Vision Transformers for Multi-Variable Climate Downscaling: Emulating Regional Climate Models with a Shared Encoder and Multi-Decoder Architecture

Global Climate Models (GCMs) are critical for simulating large-scale climate dynamics, but their coarse spatial resolution limits their applicability in regional studies. Regional Climate Models (RCMs) address this limitation through dynamical downscaling, albeit at considerable computational cost and with limited flexibility. Deep learning has emerged as an efficient data-driven alternative; however, most existing approaches focus on single-variable models that downscale one variable at a time. This paradigm can lead to redundant computation, limited contextual awareness, and weak cross-variable interactions.To address these limitations, we propose a multi-variable Vision Transformer (ViT) architecture with a shared encoder and variable-specific decoders (1EMD). The proposed model jointly predicts six key climate variables: surface temperature, wind speed, 500 hPa geopotential height, total precipitation, surface downwelling shortwave radiation, and surface downwelling longwave radiation, directly from GCM-resolution inputs, emulating RCM-scale downscaling over Europe. Compared to single-variable ViT models, the 1EMD architecture improves performance across all six variables, achieving an average MSE reduction of approximately 5.5% under a fair and controlled comparison. It also consistently outperforms alternative multi-variable baselines, including a single-decoder ViT and a multi-variable U-Net. Moreover, multi-variable models substantially reduce computational cost, yielding a 29-32% lower inference time per variable compared to single-variable approaches. Overall, our results demonstrate that multi-variable modeling provides systematic advantages for high-resolution climate downscaling in terms of both accuracy and efficiency. Among the evaluated architectures, the proposed 1EMD ViT achieves the most favorable trade-off between predictive performance and computational cost.
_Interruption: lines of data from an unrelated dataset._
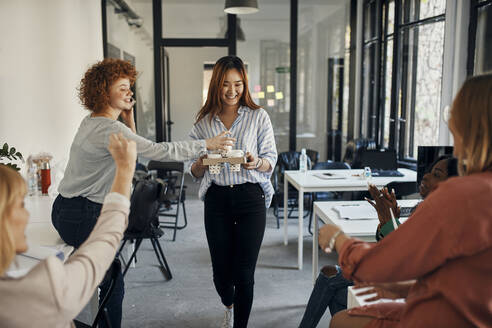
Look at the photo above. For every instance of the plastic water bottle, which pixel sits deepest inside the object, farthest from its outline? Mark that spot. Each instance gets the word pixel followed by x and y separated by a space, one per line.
pixel 303 161
pixel 32 180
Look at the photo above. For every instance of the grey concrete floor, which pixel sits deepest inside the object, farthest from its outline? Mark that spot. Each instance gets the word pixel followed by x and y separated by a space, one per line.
pixel 190 300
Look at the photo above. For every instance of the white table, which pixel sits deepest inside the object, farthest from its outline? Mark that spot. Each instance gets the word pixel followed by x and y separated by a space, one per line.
pixel 362 229
pixel 349 180
pixel 355 301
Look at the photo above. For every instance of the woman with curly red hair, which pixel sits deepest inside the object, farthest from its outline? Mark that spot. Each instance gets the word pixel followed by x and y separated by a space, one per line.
pixel 105 92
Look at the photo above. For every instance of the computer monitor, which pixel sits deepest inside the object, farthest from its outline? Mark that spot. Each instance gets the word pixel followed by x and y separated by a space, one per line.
pixel 381 159
pixel 426 155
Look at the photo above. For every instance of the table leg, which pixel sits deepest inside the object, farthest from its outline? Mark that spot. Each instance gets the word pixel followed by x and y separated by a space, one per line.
pixel 286 208
pixel 301 226
pixel 315 246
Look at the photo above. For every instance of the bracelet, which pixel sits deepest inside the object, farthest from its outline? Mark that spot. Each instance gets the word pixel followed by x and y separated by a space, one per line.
pixel 333 239
pixel 259 163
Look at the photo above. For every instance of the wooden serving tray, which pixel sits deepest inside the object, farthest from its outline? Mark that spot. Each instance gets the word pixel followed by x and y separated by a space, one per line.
pixel 230 160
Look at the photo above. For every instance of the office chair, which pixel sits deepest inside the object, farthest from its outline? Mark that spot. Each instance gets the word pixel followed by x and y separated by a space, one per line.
pixel 402 188
pixel 173 174
pixel 102 312
pixel 286 161
pixel 143 222
pixel 313 156
pixel 325 196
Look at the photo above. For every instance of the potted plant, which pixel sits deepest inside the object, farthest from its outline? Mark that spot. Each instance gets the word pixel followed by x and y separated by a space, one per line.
pixel 10 153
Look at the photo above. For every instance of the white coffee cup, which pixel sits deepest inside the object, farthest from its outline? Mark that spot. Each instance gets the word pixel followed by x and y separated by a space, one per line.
pixel 235 153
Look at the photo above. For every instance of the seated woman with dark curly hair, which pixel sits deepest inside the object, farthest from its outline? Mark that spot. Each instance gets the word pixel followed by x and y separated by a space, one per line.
pixel 445 248
pixel 105 92
pixel 330 289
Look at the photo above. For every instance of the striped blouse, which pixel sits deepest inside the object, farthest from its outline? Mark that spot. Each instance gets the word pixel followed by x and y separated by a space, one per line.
pixel 254 133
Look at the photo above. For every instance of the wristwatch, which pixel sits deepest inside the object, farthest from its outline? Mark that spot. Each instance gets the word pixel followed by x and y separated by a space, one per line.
pixel 333 239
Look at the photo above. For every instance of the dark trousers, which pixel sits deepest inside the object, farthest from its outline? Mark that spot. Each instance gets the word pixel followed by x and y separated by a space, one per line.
pixel 235 224
pixel 327 292
pixel 74 218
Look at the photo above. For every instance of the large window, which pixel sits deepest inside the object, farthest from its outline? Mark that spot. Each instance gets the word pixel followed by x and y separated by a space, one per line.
pixel 402 73
pixel 480 52
pixel 322 76
pixel 264 44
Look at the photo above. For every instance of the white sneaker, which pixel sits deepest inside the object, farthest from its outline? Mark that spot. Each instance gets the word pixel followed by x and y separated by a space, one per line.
pixel 228 321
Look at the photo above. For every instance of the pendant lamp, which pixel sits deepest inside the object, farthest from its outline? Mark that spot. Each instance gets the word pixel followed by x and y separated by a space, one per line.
pixel 239 7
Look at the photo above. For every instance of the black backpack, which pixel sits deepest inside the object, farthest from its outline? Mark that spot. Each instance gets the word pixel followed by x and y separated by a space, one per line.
pixel 145 202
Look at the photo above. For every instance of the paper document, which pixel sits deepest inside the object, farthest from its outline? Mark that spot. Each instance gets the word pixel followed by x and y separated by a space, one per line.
pixel 356 211
pixel 329 176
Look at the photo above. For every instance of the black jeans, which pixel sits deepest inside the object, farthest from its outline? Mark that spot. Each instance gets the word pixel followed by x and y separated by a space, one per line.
pixel 235 224
pixel 74 219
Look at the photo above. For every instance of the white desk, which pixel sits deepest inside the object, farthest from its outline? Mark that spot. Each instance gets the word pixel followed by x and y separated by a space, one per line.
pixel 349 181
pixel 362 229
pixel 39 208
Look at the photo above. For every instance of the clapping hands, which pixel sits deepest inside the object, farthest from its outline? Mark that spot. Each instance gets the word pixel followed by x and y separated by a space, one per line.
pixel 383 202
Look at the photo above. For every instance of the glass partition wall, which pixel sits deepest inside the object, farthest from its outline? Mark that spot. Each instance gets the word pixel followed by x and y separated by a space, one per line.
pixel 132 40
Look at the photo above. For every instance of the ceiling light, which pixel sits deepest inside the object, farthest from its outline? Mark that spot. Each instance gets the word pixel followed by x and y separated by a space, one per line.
pixel 239 7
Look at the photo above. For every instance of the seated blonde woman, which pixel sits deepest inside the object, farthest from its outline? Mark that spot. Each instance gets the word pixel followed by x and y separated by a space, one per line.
pixel 445 246
pixel 53 292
翻译：全球气候模型（GCMs）对于模拟大尺度气候动力学至关重要，但其较低的空间分辨率限制了其在区域研究中的应用。区域气候模型（RCMs）通过动力降尺度解决了这一局限，但计算成本高昂且灵活性有限。深度学习已成为一种高效的数据驱动替代方案；然而，现有方法大多聚焦于单变量模型，即每次仅对一个变量进行降尺度。这种范式可能导致冗余计算、有限的上下文感知能力以及较弱的跨变量交互作用。为应对这些局限，我们提出了一种具有共享编码器和变量特定解码器（1EMD）的多变量视觉Transformer（ViT）架构。该模型联合预测六个关键气候变量：地表温度、风速、500 hPa位势高度、总降水量、地表向下短波辐射和地表向下长波辐射，直接基于GCM分辨率输入，模拟欧洲区域的RCM尺度降尺度。与单变量ViT模型相比，1EMD架构在所有六个变量上均提升了性能，在公平受控的比较下实现了平均约5.5%的均方误差降低。该模型也持续优于其他多变量基线方法，包括单解码器ViT和多变量U-Net。此外，多变量模型显著降低了计算成本，与单变量方法相比，每个变量的推理时间减少了29-32%。总体而言，我们的结果表明，多变量建模在高分辨率气候降尺度方面，在精度和效率上均提供了系统性优势。在所评估的架构中，提出的1EMD ViT在预测性能与计算成本之间实现了最优权衡。